Polisi Berhasil Ringkus Sindikat Pelaku Spesialis Pembobol Rumah Kosong

IST/BERITA SAMPIT - Suasana press rilis.

PALANGKA RAYA – Polresta Palangka Raya, berhasil mengungkap dan meringkus sindikat pelaku spesialis pembobol rumah kosong yang selama ini beraksi di wilayah hukumnya. Press release tersebut digelar di depan ruang Unit Jatanras Satreskrim Mapolresta Palangka Raya, Jumat 13 Januari 2023.

“Kita telah berhasil mengungkap dan melakukan penahanan terhadap sindikat pelaku spesialis pembobol rumah kosong yang selama ini melakukan aksi pencurian pada wilayah Kota Palangka Raya,” kata Kasat Reskrim Polresta Palangka Raya Kompol Ronny M. Nababan melalui rilis yang diterima pada Sabtu, 14 Januari 2023.

Kompol Ronny menjelaskan, tindak pidana pencurian pada rumah kosong itu pun terungkap dilakukan oleh sebanyak enam orang, yakni empat orang laki-laki berinisial MR, R, I dan F serta dua orang perempuan berinisial W dan NS.
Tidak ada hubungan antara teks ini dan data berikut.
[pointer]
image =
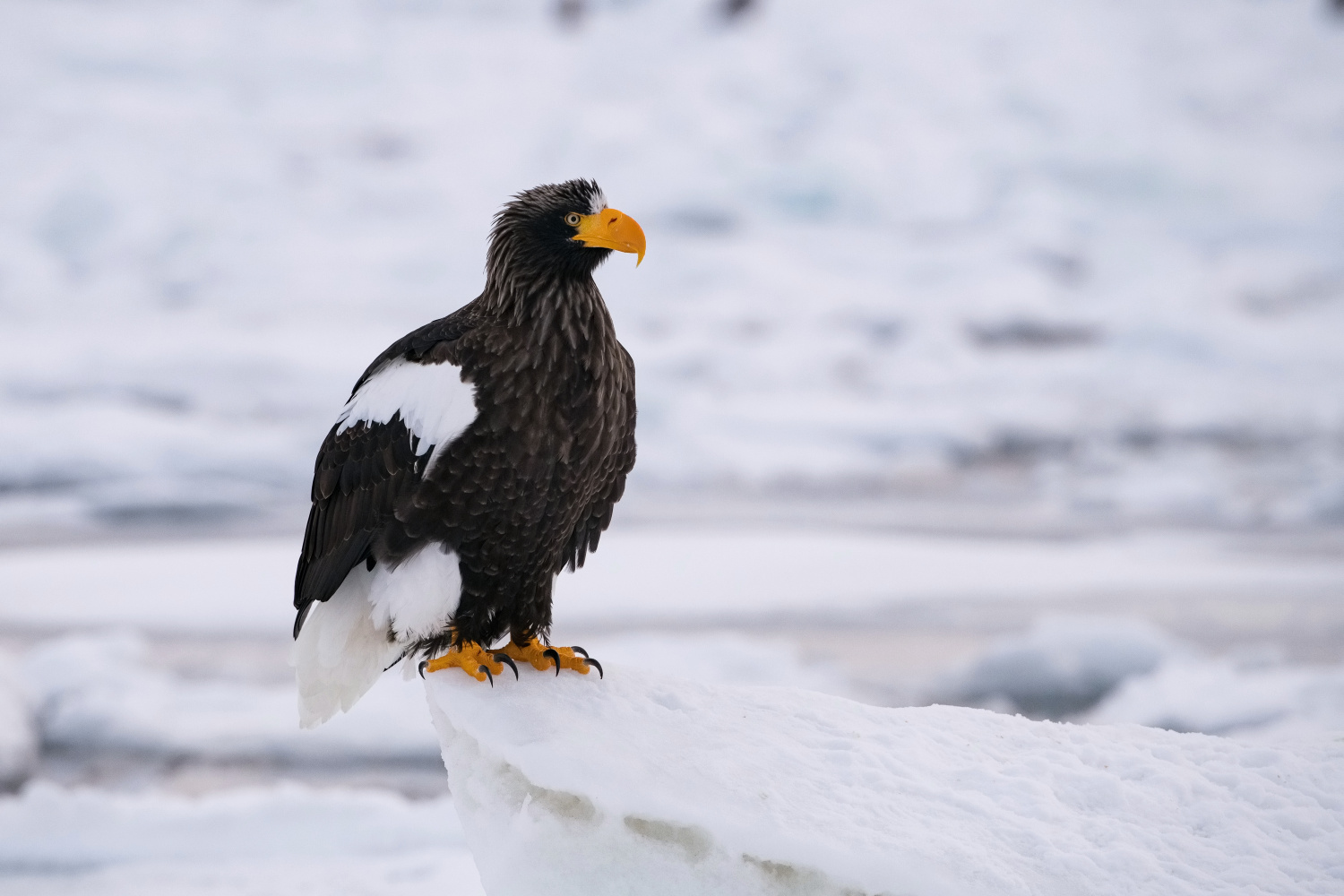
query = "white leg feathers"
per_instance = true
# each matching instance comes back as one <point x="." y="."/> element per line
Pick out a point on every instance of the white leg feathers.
<point x="349" y="640"/>
<point x="339" y="651"/>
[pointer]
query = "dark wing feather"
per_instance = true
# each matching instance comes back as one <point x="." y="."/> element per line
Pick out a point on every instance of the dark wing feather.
<point x="594" y="519"/>
<point x="362" y="474"/>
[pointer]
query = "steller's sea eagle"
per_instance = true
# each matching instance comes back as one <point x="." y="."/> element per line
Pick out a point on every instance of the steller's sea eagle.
<point x="475" y="460"/>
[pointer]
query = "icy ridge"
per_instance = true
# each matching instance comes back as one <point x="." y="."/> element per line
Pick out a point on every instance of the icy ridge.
<point x="653" y="785"/>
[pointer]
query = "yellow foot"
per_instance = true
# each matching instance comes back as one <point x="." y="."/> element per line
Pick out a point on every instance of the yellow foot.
<point x="473" y="659"/>
<point x="545" y="657"/>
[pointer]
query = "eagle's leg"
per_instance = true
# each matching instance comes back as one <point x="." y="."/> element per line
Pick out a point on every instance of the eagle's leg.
<point x="473" y="659"/>
<point x="543" y="656"/>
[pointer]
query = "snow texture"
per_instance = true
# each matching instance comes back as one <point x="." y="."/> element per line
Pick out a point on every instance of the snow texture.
<point x="18" y="729"/>
<point x="271" y="841"/>
<point x="104" y="694"/>
<point x="642" y="783"/>
<point x="640" y="575"/>
<point x="1061" y="667"/>
<point x="1073" y="252"/>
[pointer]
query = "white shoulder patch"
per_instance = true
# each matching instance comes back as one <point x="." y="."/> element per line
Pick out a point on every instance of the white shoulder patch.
<point x="435" y="402"/>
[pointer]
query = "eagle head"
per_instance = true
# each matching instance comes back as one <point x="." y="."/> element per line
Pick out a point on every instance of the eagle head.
<point x="564" y="228"/>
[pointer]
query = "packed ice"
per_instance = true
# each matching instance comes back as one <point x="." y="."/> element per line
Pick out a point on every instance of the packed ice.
<point x="1080" y="254"/>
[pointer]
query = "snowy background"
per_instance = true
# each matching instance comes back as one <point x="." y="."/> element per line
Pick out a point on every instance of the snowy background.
<point x="1078" y="257"/>
<point x="919" y="273"/>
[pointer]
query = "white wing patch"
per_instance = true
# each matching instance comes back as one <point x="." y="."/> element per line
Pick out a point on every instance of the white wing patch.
<point x="435" y="405"/>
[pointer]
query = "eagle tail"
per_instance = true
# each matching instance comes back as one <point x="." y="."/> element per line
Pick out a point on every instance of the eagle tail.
<point x="339" y="651"/>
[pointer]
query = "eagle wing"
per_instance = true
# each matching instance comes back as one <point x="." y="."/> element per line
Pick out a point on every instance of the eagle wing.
<point x="366" y="468"/>
<point x="597" y="514"/>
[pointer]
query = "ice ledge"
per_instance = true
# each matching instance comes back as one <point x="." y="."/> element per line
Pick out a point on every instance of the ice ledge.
<point x="648" y="785"/>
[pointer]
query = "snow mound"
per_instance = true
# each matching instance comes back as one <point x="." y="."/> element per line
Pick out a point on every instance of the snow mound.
<point x="650" y="785"/>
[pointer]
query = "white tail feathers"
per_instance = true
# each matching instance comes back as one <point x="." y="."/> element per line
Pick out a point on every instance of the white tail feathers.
<point x="339" y="651"/>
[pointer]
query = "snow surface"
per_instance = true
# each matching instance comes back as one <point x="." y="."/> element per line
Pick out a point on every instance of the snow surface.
<point x="263" y="841"/>
<point x="102" y="692"/>
<point x="1073" y="252"/>
<point x="1062" y="665"/>
<point x="642" y="576"/>
<point x="652" y="785"/>
<point x="18" y="732"/>
<point x="1255" y="702"/>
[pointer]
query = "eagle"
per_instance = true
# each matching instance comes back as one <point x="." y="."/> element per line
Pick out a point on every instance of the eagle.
<point x="476" y="458"/>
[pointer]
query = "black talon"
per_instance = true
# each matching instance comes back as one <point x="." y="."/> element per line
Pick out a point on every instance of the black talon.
<point x="507" y="659"/>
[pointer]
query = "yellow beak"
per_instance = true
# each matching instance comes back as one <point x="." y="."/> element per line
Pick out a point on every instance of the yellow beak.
<point x="610" y="228"/>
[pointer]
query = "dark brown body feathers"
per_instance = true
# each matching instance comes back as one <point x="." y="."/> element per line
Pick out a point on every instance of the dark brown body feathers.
<point x="531" y="484"/>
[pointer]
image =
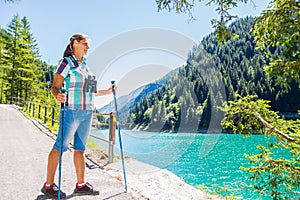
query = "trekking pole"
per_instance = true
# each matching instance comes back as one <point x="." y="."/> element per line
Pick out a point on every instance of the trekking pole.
<point x="62" y="108"/>
<point x="119" y="134"/>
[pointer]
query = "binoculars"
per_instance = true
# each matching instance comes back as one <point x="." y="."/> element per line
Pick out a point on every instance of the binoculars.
<point x="90" y="84"/>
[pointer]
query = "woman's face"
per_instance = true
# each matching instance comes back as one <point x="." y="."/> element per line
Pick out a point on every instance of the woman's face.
<point x="81" y="47"/>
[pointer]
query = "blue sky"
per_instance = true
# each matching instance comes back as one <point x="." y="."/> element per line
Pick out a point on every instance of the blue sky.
<point x="53" y="22"/>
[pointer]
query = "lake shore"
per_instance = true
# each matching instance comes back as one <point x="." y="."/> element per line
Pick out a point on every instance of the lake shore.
<point x="145" y="181"/>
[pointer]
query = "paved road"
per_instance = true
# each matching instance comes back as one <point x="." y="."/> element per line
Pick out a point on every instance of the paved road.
<point x="24" y="150"/>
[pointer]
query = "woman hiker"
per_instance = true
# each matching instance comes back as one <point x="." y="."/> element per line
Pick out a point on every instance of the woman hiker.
<point x="76" y="78"/>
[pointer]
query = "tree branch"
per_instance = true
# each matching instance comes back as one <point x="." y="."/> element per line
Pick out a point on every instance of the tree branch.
<point x="269" y="126"/>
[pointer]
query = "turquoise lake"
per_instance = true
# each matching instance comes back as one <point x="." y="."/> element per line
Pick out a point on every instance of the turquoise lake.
<point x="209" y="159"/>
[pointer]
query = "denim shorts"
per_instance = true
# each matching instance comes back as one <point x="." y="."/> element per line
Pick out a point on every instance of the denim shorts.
<point x="73" y="123"/>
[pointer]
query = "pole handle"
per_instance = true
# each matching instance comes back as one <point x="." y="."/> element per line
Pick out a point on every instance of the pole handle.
<point x="62" y="105"/>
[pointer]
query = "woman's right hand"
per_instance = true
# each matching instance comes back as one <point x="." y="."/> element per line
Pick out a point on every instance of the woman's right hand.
<point x="61" y="97"/>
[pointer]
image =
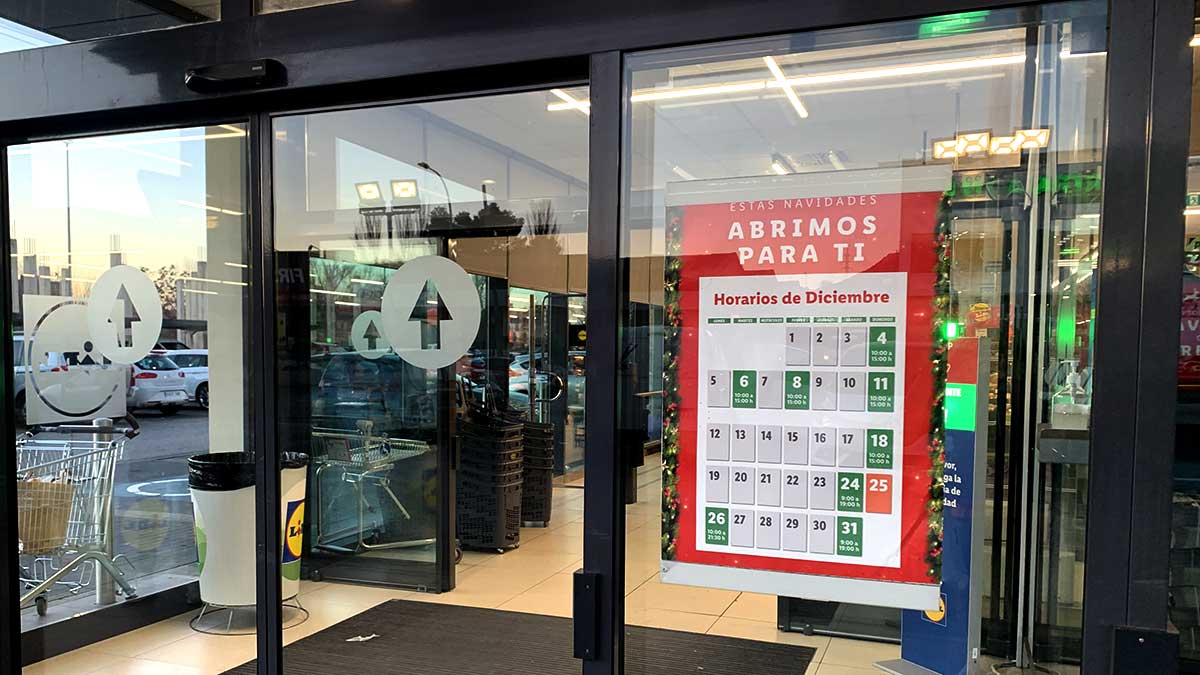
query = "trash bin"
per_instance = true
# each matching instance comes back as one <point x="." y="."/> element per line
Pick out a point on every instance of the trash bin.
<point x="222" y="487"/>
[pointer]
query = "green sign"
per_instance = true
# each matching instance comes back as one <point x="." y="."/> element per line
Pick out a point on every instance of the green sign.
<point x="796" y="389"/>
<point x="744" y="389"/>
<point x="881" y="392"/>
<point x="882" y="346"/>
<point x="850" y="536"/>
<point x="850" y="491"/>
<point x="717" y="526"/>
<point x="960" y="406"/>
<point x="879" y="448"/>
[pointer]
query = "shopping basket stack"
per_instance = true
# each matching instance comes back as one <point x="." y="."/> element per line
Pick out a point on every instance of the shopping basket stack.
<point x="490" y="483"/>
<point x="539" y="473"/>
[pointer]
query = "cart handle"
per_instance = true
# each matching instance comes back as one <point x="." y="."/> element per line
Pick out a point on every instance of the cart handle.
<point x="130" y="431"/>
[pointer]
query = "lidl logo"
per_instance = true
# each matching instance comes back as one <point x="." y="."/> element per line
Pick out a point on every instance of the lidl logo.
<point x="937" y="615"/>
<point x="293" y="531"/>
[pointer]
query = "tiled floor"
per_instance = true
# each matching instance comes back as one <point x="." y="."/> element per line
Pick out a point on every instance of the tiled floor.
<point x="535" y="578"/>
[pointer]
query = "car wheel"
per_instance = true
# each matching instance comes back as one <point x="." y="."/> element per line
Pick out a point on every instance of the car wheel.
<point x="19" y="404"/>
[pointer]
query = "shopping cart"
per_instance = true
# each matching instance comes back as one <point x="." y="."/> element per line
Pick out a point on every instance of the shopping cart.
<point x="64" y="509"/>
<point x="360" y="459"/>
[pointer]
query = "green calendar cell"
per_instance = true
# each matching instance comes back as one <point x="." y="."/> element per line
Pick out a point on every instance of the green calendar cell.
<point x="717" y="526"/>
<point x="850" y="536"/>
<point x="881" y="392"/>
<point x="744" y="389"/>
<point x="796" y="389"/>
<point x="879" y="448"/>
<point x="882" y="346"/>
<point x="850" y="491"/>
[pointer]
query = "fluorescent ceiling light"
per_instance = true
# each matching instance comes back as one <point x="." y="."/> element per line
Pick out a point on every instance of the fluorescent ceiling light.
<point x="208" y="208"/>
<point x="682" y="173"/>
<point x="787" y="90"/>
<point x="401" y="189"/>
<point x="671" y="93"/>
<point x="342" y="293"/>
<point x="369" y="191"/>
<point x="570" y="102"/>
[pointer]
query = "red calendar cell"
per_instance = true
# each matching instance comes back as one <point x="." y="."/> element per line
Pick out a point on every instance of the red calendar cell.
<point x="879" y="493"/>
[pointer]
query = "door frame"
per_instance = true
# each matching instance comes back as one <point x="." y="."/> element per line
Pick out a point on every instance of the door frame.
<point x="388" y="47"/>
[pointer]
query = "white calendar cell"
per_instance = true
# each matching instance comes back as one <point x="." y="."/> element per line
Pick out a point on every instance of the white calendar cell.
<point x="718" y="442"/>
<point x="768" y="487"/>
<point x="822" y="447"/>
<point x="822" y="490"/>
<point x="717" y="487"/>
<point x="825" y="389"/>
<point x="796" y="444"/>
<point x="852" y="390"/>
<point x="851" y="447"/>
<point x="796" y="532"/>
<point x="771" y="389"/>
<point x="742" y="490"/>
<point x="796" y="489"/>
<point x="767" y="530"/>
<point x="718" y="388"/>
<point x="769" y="441"/>
<point x="852" y="345"/>
<point x="799" y="351"/>
<point x="742" y="442"/>
<point x="825" y="345"/>
<point x="742" y="527"/>
<point x="822" y="532"/>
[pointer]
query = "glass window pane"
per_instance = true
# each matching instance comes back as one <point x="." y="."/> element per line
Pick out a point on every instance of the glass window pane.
<point x="772" y="187"/>
<point x="28" y="25"/>
<point x="267" y="6"/>
<point x="432" y="299"/>
<point x="126" y="249"/>
<point x="1185" y="544"/>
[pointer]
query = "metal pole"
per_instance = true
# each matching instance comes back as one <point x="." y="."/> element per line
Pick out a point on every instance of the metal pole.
<point x="106" y="592"/>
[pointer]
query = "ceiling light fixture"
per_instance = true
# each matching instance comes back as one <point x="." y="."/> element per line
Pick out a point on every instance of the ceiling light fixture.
<point x="792" y="97"/>
<point x="369" y="191"/>
<point x="571" y="102"/>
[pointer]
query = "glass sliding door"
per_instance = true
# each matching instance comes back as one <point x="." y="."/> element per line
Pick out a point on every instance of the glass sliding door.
<point x="130" y="312"/>
<point x="737" y="156"/>
<point x="431" y="308"/>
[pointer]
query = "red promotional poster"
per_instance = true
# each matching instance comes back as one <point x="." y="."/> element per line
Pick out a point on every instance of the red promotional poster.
<point x="803" y="378"/>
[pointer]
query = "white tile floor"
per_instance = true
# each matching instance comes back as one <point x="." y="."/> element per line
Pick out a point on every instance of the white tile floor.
<point x="535" y="578"/>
“Para pelaku sebenarnya ada enam orang dan yang telah berhasil diamankan berjumlah empat orang, yakni dewasa yang merupakan otak pencurian ada dua orang yakni MR dan R serta berusia di bawah umur ada dua orang juga yaitu I dan F,” jelasnya.

BACA JUGA:   Polisi Sambangi Sekolah di Palangka Raya untuk Cegah Aksi Tindak Pidana Penculikan Anak

Sedangkan dua orang pelaku lainnya untuk saat ini masih menjadi DPO serta dalam proses pencarian, yakni berinisial W dan NS, yang juga berusia di bawah umur serta diketahui berjenis kelamin perempuan.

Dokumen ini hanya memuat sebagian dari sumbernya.